For EACH proposal, provide:
- Scores on each criterion
- Weighted total score
- Top strength (1 sentence)
- Top weakness (1 sentence)
- Key insight unique to this proposal (if any)

### 3. Stack Ranking

Produce a final ranking from best to worst. For each position:
- Rank position (1 = best)
- Agent label
- Weighted total score
- Confidence in this ranking position (0-100):
  - 90-100: Clear winner/loser, large score gap
  - 70-89: Solid ranking, meaningful score gap
  - 50-69: Close call, could reasonably swap with adjacent rank
  - Below 50: Essentially tied, ranking is arbitrary

### 4. Synthesis Recommendation

After ranking, provide:
- **Recommended design**: Which proposal to use as the starting point
- **Cherry-pick list**: Specific ideas from OTHER proposals that should be
  incorporated into the winner
- **Composite confidence** (0-100): Your overall confidence that the #1
  ranked proposal (with cherry-picks) is the right design

### Rules

- Judge designs on MERIT, not on writing quality or verbosity.
- If two designs are substantively identical, say so — don't force a
  false distinction.
- Be willing to rank a simple, correct design above an elaborate one.
- Explore the codebase if you need context to evaluate feasibility.

### Output Format

Return your response as a single markdown document.
Start with: `# Ranking Report — Judge {JUDGE_ID}`

Merging Rankings

After both rankers complete, merge their results:

  1. For each proposal, average the weighted scores from both judges.
  2. For each rank position, compute:
    • Average score
    • Agreement: did both judges assign the same rank? (yes/no)
    • Combined confidence: average of both judges' per-position confidence, reduced by 15 points if they disagree on rank position
  3. Final stack ranking by averaged weighted score (descending).
  4. Synthesize cherry-pick lists from both judges into a unified list.

Final Output Format

Present the merged result to the user as:

markdown
## Design Tournament Results

### Problem
{one-line restatement}

### Stack Ranking

| Rank | Agent | Avg Score | Judge Agreement | Confidence | Key Strength |
|------|-------|-----------|-----------------|------------|--------------|
| 1    | ...   | 8.2/10    | Yes             | 92%        | ...          |
| 2    | ...   | 7.5/10    | Yes             | 78%        | ...          |
| 3    | ...   | 6.8/10    | No (J1:#2,J2:#4)| 54%       | ...          |
| ...  | ...   | ...       | ...             | ...        | ...          |

### Recommended Design

**Base**: Agent {winner}'s proposal
**Cherry-picks from other proposals**:
- From Agent X: {specific idea}
- From Agent Y: {specific idea}

**Composite Confidence**: {average of both judges' composite}%

### Winning Proposal Summary
{2-3 paragraph summary of the #1 design with cherry-picks integrated}

### Full Proposals (collapsed)
<details><summary>Agent Alpha — Score: X.X</summary>
{full proposal text}
</details>
{repeat for each agent}

### Ranking Details (collapsed)
<details><summary>Judge 1 Report</summary>
{full ranking report}
</details>
<details><summary>Judge 2 Report</summary>
{full ranking report}
</details>

Configuration

The default is 5 explorers + 2 rankers (7 total agents).

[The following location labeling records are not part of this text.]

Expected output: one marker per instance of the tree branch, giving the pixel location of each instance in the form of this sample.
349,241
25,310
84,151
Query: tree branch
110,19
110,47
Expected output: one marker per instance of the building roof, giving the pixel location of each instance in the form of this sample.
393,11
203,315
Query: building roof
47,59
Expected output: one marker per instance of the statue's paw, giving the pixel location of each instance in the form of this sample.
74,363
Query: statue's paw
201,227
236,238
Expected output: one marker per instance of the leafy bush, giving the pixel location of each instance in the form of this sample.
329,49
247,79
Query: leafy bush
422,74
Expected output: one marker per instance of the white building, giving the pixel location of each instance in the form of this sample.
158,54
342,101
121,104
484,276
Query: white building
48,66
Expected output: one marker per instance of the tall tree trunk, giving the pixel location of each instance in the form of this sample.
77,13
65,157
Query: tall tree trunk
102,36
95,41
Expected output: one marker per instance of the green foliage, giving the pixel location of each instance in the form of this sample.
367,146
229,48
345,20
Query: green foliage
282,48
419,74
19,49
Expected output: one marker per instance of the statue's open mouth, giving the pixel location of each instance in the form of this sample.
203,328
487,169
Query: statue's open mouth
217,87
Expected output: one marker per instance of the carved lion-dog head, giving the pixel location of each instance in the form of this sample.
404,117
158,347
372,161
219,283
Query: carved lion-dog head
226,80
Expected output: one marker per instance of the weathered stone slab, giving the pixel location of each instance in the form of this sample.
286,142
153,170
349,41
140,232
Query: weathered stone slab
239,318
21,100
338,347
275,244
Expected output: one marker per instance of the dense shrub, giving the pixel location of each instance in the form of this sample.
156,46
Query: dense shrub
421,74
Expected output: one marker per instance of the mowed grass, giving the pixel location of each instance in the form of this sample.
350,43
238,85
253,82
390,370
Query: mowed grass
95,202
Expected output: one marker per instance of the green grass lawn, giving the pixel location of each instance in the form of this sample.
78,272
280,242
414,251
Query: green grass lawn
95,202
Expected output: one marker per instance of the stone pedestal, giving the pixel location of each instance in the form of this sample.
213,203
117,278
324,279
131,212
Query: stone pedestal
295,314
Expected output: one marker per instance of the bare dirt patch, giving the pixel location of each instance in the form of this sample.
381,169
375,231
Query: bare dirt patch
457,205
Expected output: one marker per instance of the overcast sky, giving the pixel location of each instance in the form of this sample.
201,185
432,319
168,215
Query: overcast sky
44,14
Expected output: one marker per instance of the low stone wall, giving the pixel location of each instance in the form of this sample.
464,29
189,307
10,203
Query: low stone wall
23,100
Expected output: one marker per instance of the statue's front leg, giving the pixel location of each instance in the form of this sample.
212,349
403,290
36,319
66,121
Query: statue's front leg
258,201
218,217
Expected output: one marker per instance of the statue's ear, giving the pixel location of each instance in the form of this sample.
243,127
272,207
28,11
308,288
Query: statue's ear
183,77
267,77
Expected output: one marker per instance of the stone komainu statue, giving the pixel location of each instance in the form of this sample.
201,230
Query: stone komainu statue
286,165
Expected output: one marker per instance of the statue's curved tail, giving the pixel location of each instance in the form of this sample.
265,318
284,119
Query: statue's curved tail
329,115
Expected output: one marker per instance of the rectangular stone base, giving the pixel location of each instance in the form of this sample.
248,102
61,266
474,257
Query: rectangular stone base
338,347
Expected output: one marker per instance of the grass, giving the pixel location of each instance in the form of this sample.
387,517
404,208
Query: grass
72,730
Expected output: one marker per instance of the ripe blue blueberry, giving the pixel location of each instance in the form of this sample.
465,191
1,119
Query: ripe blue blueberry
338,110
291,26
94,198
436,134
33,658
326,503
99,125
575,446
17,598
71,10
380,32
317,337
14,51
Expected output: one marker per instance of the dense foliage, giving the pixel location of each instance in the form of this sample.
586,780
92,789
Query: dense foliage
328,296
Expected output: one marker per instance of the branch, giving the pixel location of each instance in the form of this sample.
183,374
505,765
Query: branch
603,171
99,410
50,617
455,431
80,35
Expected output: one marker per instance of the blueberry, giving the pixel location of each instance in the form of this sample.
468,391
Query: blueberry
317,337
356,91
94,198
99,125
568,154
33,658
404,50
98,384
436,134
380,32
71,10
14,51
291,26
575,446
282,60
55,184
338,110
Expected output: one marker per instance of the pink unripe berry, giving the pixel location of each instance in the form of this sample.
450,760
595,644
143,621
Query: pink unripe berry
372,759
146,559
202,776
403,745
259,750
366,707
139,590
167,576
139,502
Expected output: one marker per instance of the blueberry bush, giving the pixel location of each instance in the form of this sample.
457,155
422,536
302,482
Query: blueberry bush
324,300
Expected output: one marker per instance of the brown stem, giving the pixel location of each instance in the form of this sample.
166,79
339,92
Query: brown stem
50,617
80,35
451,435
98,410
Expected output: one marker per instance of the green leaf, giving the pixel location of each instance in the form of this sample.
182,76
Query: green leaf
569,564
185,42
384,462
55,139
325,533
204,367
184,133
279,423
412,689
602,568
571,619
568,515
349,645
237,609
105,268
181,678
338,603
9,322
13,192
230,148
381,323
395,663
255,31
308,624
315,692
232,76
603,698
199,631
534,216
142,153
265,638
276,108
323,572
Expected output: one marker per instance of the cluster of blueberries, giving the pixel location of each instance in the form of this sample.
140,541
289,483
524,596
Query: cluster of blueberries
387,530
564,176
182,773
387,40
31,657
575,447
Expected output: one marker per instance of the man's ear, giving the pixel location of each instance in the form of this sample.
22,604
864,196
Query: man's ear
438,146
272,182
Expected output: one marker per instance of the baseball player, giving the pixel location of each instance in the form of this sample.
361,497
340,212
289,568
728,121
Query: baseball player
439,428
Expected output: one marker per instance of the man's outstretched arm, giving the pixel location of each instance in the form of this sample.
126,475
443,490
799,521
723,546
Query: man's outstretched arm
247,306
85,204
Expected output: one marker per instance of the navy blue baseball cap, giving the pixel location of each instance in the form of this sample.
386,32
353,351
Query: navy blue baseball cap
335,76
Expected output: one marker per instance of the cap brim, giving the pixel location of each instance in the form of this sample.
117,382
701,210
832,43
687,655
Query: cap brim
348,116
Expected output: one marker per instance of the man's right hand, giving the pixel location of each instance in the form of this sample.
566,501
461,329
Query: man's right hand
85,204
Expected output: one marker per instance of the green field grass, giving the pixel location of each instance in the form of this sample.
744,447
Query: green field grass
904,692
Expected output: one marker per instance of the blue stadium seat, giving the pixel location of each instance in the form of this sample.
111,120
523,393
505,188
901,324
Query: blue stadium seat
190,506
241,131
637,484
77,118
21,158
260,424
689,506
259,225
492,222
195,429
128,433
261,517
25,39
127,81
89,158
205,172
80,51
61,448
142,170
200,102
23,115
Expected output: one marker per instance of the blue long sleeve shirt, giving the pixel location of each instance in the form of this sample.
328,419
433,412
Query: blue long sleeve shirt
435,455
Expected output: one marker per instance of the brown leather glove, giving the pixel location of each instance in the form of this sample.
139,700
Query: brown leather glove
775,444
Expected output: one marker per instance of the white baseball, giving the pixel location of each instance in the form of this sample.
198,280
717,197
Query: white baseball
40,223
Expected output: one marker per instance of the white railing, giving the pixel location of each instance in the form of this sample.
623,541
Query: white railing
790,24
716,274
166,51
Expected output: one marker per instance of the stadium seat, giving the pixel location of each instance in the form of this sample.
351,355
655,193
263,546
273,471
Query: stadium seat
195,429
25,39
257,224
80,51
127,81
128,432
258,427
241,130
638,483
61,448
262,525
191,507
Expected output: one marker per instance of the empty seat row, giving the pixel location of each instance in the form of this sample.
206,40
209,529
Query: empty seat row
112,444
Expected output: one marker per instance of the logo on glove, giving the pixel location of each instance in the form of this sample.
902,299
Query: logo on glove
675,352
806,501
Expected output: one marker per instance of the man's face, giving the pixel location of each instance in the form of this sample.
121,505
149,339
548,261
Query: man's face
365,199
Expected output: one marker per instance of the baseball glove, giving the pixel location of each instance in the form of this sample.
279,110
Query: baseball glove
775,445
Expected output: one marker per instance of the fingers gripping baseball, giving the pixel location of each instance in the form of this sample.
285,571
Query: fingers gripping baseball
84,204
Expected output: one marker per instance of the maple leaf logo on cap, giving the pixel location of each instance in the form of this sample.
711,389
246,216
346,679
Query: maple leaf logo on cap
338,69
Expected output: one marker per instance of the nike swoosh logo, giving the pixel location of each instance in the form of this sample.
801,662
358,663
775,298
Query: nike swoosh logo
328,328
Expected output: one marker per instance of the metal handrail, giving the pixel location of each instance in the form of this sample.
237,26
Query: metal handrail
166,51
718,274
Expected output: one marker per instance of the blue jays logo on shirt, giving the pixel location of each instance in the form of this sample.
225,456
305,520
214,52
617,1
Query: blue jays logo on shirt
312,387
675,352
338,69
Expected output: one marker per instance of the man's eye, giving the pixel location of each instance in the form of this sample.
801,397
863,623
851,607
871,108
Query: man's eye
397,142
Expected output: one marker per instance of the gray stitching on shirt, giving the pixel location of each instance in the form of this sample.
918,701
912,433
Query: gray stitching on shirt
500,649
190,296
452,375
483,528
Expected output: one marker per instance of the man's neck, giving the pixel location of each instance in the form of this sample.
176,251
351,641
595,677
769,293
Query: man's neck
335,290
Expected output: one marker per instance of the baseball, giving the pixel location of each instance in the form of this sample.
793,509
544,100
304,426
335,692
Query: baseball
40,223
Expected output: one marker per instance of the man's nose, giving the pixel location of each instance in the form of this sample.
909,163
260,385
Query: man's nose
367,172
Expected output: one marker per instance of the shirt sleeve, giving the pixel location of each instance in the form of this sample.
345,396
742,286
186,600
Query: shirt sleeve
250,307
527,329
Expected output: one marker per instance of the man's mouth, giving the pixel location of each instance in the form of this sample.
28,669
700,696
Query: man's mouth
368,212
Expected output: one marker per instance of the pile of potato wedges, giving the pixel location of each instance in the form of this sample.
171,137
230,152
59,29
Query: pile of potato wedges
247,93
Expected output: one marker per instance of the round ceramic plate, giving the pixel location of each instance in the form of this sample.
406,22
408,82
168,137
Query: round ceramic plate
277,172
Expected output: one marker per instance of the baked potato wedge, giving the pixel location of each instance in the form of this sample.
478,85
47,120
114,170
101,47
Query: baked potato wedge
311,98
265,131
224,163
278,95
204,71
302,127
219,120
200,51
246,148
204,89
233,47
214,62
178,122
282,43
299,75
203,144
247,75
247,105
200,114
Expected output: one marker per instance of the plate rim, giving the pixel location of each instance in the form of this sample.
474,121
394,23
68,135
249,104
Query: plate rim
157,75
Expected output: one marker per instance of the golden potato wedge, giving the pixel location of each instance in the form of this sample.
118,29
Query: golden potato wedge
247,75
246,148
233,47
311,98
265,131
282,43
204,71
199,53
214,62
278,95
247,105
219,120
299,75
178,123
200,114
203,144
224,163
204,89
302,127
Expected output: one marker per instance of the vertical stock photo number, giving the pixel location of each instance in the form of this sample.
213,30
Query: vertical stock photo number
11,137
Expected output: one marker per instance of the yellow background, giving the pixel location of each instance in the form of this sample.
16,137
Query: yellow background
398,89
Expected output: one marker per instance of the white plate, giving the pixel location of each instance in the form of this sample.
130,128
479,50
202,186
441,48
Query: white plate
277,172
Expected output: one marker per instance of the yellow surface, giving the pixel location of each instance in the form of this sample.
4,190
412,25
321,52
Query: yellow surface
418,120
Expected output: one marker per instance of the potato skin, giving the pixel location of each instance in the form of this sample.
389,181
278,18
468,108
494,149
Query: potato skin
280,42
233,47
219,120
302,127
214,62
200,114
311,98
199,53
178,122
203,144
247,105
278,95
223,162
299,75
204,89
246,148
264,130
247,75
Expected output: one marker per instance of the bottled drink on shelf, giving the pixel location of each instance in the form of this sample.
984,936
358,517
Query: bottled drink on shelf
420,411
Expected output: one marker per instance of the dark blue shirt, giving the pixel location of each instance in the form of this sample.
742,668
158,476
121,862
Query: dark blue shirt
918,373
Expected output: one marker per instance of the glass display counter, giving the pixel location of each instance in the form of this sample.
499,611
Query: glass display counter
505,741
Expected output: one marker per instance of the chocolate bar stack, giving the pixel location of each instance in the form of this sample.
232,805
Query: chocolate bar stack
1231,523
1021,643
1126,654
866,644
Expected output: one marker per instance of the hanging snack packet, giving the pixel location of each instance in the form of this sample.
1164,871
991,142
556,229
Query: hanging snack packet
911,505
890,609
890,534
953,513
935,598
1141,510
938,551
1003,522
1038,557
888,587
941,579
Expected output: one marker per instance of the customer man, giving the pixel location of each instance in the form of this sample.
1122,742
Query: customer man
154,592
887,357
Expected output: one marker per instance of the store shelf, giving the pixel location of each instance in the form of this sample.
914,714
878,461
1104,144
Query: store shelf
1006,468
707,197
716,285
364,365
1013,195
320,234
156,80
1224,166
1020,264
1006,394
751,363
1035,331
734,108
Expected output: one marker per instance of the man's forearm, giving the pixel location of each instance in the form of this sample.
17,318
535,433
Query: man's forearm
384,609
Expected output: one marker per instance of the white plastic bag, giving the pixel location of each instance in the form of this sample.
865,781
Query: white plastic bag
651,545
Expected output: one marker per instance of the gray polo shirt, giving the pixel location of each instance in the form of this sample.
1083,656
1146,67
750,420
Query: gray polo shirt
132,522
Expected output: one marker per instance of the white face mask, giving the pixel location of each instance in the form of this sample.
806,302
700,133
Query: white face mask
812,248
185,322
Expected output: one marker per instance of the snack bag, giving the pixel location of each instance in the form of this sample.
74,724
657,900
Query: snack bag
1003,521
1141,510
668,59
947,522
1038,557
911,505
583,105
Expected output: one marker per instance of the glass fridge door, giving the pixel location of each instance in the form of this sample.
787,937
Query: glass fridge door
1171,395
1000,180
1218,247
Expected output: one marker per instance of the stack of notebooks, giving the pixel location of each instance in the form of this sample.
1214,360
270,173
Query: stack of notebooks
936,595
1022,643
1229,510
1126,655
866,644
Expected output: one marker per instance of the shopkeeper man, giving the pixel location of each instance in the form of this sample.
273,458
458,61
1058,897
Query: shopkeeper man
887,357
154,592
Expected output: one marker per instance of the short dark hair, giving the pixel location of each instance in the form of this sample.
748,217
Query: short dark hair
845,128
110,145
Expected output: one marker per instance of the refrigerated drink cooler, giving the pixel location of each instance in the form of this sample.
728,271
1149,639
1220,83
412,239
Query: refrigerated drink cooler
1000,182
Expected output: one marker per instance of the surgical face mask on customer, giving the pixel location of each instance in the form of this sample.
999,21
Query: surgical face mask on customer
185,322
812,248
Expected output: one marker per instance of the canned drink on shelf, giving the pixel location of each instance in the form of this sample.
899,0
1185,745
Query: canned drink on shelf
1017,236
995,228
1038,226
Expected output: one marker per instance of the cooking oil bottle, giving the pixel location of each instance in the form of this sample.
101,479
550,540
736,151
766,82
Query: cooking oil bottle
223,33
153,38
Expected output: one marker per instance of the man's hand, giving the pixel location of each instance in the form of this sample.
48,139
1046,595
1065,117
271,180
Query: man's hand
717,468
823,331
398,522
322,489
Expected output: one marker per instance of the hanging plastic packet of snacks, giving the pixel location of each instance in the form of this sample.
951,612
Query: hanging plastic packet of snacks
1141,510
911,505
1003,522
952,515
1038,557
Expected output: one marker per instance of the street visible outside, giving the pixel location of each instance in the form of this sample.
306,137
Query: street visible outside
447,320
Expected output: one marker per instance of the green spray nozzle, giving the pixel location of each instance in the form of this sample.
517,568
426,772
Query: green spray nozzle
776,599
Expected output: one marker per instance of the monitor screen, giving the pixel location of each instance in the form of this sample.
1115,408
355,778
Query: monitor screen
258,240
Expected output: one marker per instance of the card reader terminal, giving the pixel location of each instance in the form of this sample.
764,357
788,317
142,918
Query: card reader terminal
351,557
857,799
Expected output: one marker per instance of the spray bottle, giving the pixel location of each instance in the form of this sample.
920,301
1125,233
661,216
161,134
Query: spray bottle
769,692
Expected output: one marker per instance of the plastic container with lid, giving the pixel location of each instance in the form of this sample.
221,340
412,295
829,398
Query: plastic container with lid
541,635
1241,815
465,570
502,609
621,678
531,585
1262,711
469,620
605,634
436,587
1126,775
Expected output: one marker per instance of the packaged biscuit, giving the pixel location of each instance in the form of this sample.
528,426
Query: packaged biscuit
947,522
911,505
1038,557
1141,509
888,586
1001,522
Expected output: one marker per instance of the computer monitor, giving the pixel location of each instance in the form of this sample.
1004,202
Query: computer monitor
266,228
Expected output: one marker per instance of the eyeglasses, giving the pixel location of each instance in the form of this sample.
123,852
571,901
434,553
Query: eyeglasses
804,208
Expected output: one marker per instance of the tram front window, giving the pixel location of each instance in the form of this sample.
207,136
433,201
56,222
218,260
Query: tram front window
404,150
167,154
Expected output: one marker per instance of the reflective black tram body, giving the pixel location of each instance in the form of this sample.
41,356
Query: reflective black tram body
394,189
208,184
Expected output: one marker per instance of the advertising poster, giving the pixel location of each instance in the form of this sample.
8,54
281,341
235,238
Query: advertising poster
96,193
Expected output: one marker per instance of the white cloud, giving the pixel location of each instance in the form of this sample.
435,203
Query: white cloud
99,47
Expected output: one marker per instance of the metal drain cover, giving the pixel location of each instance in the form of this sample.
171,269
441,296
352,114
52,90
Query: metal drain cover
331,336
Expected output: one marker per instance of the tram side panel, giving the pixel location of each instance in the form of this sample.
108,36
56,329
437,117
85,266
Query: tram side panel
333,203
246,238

If the user specifies a different count (e.g., /design-tournament 3 agents: ...), respect it but enforce these minimums:

  • Phase 1: at least 3 explorer agents
  • Phase 2: always exactly 2 ranking agents

Tips

  • For large or ambiguous problems, include relevant file paths or context in the problem statement so explorer agents can read the codebase.
  • If the problem involves existing code, tell agents which files to examine.
  • The skill works for any design task: features, data structures, algorithms, API shapes, system architecture, task decomposition, migration plans.